Introduction The composition and co-occurrence network of the airway microbiome might influence the asthma inflammatory phenotype. Airway microbiota change with asthma phenotypes, and the structure of the bacterial community in the airway might differ between different asthma inflammatory phenotypes and may also influence therapy results. Identifying airway microbiota can help investigate the role that microbiota plays in the asthma inflammatory process. Methods Induced sputum from 55 subjects and 12 healthy subjects from Beijing, China, was collected and analyzed for the bacterial microbiota. Microbiome diversity, composition, co-occurrence networks, and Kyoto Encyclopedia of Genes and Genomes (KEGG) pathways were predicted and compared between the study groups. Results Significant differences in the sputum microbiome composition, co-occurrence network, and predicted functional pathways were observed between the two inflammatory phenotypes. Asthmatics in the low FeNO group exhibited lower α-diversity in the sputum microbiota and had higher abundance of the phylum Proteobacteria compared with that of the high FeNO group. Compared with the low FeNO group, the network in the high FeNO group was more “closed” and “connected”, and an alteration in the abundance of keystone species T. socranskii was found. Significantly different predicted metabolic subfunctions including nucleotide metabolism, lipid metabolism, energy metabolism, replication and repair, drug resistance antimicrobial and carbohydrate metabolism between the two studied phenotypes were also observed. Conclusion Our findings confirm that the airway microbiota is associated with the asthma inflammation process. The differences in the airway microbiome composition and co-occurrence network may affect distinct asthma inflammatory phenotypes. Our findings suggest the possibility that more targeted therapies could be applied based on the airway bacterial genera.
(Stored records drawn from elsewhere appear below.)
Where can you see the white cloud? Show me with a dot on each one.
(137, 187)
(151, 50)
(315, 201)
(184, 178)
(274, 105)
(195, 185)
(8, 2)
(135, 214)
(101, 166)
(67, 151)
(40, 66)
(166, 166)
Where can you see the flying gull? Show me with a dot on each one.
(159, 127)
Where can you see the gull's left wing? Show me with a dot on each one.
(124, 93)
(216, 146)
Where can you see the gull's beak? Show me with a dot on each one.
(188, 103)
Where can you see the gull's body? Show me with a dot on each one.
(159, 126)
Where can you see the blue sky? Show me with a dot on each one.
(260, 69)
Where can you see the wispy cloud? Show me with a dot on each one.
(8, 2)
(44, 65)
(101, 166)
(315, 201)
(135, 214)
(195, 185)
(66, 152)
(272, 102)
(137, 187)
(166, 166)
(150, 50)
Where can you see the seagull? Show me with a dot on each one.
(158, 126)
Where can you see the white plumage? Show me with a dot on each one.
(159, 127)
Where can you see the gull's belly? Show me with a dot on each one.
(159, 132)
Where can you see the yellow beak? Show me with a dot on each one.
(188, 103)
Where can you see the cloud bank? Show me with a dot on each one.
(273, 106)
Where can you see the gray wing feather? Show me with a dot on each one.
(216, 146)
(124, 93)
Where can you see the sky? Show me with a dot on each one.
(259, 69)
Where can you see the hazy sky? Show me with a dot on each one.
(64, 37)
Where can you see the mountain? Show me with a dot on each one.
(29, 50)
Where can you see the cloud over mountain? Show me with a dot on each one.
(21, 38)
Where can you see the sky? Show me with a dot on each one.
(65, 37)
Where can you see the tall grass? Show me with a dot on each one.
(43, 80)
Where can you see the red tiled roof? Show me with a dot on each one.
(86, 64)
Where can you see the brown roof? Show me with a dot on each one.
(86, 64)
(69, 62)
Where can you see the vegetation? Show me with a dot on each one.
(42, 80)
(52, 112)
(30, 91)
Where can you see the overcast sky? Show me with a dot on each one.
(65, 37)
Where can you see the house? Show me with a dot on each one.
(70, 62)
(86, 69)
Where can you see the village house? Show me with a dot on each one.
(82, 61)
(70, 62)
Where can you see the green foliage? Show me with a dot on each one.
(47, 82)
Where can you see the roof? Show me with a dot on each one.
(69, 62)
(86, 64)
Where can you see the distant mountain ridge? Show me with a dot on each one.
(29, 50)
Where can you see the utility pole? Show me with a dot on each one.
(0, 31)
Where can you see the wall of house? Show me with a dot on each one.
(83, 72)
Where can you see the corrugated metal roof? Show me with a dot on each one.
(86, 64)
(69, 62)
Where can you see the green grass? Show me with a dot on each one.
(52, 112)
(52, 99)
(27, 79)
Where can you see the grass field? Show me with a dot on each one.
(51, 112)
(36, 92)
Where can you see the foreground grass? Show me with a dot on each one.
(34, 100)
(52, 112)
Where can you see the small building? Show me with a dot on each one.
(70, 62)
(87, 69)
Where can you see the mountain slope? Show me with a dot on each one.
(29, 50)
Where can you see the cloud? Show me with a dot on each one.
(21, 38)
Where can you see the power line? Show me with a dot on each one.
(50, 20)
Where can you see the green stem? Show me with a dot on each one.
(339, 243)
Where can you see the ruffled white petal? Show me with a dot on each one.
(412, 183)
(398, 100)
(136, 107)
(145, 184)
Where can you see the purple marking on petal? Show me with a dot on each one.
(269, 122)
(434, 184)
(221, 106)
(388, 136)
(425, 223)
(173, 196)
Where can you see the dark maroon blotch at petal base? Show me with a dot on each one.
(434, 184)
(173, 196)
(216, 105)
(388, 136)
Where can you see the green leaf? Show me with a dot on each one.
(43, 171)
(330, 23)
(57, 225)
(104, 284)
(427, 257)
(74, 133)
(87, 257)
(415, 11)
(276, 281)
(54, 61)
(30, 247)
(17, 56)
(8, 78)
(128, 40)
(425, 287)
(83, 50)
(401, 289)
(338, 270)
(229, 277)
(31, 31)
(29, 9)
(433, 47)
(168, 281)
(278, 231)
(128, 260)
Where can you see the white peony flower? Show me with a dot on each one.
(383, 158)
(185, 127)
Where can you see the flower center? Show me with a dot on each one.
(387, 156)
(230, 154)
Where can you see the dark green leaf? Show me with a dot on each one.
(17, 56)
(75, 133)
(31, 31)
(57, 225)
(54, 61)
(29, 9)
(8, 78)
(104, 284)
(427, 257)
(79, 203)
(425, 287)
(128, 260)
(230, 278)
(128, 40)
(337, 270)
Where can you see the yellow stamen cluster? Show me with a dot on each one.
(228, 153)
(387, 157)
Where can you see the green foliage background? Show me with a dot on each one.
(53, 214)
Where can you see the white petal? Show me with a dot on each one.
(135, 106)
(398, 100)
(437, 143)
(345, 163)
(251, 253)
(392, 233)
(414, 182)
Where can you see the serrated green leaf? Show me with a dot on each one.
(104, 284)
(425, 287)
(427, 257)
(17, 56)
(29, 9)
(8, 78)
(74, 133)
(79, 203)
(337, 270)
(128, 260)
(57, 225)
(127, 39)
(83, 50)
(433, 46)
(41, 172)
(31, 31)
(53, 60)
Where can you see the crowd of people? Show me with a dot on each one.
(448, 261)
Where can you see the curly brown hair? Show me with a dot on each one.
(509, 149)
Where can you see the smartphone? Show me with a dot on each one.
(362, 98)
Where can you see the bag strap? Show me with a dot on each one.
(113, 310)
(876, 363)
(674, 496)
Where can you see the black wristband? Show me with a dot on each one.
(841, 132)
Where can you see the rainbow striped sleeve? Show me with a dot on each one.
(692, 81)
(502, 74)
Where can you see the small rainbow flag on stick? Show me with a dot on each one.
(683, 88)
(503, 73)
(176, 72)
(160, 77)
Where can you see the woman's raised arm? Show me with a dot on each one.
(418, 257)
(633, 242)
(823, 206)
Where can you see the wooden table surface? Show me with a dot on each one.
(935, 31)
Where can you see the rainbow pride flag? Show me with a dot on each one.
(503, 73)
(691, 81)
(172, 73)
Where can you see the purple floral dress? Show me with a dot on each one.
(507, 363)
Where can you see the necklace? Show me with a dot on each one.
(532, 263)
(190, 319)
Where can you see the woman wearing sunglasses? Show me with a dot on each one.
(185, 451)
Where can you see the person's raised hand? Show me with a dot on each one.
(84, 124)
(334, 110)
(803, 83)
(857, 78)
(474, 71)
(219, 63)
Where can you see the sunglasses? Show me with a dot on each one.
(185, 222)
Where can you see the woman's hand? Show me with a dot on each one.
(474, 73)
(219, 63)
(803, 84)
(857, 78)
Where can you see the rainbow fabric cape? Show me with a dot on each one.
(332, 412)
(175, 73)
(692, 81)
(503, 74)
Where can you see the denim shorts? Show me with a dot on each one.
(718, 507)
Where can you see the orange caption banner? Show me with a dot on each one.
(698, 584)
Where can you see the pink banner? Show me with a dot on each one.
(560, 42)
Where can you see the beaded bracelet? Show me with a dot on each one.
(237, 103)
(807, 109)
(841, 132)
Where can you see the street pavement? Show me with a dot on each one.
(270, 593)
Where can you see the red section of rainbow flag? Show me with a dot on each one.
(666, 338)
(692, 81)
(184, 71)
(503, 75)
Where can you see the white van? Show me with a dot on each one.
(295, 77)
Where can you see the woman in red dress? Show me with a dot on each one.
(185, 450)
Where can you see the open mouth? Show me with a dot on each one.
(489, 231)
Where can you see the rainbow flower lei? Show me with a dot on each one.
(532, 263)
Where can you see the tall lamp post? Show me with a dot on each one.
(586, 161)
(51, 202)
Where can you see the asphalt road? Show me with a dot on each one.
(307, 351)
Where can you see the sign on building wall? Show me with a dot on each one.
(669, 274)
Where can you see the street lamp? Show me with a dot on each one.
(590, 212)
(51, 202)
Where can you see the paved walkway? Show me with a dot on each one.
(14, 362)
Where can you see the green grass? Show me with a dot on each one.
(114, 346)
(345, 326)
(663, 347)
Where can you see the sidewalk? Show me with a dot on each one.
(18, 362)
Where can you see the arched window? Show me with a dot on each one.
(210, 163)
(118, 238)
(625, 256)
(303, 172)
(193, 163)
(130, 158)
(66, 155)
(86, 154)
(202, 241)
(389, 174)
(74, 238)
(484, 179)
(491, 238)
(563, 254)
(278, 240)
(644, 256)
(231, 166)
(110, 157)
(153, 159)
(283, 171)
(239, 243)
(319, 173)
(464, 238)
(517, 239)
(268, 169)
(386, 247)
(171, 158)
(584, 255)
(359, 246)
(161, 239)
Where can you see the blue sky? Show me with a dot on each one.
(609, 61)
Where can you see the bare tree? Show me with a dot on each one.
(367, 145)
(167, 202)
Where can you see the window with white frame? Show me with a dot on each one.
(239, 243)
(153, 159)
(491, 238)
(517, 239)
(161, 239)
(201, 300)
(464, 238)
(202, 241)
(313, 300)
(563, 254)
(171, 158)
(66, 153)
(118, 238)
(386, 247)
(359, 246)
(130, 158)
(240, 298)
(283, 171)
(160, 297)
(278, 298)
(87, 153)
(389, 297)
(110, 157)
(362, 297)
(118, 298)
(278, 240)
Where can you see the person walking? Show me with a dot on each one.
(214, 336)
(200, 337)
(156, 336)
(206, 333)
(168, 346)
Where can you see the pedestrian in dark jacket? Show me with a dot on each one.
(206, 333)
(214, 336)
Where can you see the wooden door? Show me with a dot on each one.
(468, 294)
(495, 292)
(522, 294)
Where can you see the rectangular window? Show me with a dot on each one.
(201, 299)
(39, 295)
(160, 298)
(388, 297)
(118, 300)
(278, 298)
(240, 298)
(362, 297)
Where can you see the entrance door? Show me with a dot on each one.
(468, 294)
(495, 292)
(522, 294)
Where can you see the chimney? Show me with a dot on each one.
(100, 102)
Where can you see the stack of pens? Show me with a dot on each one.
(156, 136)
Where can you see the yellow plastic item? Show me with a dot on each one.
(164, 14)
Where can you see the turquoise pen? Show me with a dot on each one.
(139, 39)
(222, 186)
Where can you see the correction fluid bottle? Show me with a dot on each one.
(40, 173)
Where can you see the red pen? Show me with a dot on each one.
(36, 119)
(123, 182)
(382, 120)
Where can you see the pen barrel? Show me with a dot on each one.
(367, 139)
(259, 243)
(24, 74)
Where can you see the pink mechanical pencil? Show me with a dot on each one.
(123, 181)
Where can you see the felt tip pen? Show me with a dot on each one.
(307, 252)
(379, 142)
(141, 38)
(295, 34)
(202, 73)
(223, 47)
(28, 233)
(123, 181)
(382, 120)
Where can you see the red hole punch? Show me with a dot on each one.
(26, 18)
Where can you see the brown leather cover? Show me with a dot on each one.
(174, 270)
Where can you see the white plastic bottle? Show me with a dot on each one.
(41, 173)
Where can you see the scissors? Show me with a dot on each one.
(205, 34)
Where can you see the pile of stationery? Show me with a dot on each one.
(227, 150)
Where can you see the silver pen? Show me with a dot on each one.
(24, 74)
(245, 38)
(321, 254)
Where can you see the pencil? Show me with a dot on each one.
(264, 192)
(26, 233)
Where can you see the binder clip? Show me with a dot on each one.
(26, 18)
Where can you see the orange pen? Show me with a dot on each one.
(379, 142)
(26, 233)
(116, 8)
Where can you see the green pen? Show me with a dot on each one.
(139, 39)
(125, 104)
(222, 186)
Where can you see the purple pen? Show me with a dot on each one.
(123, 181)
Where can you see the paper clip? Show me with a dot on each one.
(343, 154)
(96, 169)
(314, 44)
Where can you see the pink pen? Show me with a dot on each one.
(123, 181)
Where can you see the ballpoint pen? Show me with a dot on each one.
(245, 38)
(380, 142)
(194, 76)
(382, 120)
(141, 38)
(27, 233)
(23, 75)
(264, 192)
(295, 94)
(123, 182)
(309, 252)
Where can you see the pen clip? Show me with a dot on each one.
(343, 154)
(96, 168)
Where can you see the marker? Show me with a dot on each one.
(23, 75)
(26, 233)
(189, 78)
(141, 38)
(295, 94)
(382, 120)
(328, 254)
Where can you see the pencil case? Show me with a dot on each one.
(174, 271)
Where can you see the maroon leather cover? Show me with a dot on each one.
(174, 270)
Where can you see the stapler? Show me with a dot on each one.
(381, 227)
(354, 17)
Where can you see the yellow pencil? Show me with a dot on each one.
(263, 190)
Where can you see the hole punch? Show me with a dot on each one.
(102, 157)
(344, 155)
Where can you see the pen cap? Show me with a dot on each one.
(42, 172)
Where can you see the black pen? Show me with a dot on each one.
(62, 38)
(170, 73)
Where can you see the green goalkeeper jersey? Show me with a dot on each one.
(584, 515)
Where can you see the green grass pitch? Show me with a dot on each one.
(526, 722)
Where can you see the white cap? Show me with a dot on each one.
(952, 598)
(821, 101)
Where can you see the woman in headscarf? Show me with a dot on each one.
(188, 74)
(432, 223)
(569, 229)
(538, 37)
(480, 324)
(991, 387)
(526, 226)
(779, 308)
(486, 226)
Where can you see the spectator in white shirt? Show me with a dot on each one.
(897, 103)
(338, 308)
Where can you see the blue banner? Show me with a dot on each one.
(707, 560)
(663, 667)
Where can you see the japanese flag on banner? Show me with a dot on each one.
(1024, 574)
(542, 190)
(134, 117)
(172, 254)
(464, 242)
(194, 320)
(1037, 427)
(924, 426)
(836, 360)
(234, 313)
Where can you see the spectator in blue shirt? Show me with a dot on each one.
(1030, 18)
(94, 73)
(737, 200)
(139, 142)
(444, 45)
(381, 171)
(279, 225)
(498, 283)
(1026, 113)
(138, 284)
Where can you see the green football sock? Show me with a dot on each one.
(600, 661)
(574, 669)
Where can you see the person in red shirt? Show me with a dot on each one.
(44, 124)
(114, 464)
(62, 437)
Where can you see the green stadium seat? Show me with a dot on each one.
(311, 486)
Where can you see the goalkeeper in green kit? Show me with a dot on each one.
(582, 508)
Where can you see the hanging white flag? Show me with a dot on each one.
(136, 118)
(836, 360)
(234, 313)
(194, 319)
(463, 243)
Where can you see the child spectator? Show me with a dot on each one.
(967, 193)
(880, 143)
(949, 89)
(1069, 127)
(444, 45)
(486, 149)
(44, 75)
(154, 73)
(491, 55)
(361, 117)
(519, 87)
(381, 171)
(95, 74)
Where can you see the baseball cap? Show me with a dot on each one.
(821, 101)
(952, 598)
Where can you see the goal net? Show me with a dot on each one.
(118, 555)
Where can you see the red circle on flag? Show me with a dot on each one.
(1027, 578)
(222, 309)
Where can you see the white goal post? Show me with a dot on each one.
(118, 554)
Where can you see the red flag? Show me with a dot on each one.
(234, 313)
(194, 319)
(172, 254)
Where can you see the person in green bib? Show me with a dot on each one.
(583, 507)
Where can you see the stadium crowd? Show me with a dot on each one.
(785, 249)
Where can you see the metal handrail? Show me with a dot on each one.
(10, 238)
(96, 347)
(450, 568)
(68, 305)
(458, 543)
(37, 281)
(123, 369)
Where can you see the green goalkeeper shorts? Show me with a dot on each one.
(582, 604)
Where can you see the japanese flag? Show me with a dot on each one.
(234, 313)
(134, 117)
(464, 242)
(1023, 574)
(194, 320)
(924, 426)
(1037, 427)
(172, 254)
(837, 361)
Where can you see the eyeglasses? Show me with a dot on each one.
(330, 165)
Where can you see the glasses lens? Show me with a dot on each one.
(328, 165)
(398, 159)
引言 气道微生物组的组成与共现网络或可影响哮喘炎症表型。气道菌群随哮喘表型发生变化，不同哮喘炎症表型患者的气道细菌群落结构可能存在差异，且该差异或会影响治疗效果。明确气道菌群特征，有助于探究菌群在哮喘炎症进程中的作用机制。方法 本研究收集了中国北京地区55名哮喘受试者与12名健康受试者的诱导痰样本，对其中的细菌菌群进行分析。对各组受试者的微生物组多样性、组成、共现网络以及京都基因与基因组百科全书 (Kyoto Encyclopedia of Genes and Genomes) 通路进行预测并开展组间比较。结果 本研究在两种炎症表型患者的痰微生物组组成、共现网络以及预测功能通路中均观察到显著差异。与高呼出气一氧化氮 (FeNO) 组哮喘患者相比，低FeNO组哮喘患者的痰微生物群α多样性更低，且变形菌门 (Proteobacteria) 的丰度更高。相较于低FeNO组，高FeNO组的菌群网络更为闭合且连通性更强，同时关键菌种T. socranskii的丰度发生了改变。两组研究表型间的预测代谢亚功能亦存在显著差异，涉及核苷酸代谢、脂质代谢、能量代谢、复制与修复、抗微生物药物耐药性以及碳水化合物代谢等通路。结论 本研究结果证实，气道菌群与哮喘炎症进程密切相关。气道微生物组组成与共现网络的差异或可影响不同的哮喘炎症表型。本研究结果表明，基于气道细菌属特征制定更具针对性的治疗方案具备潜在可行性。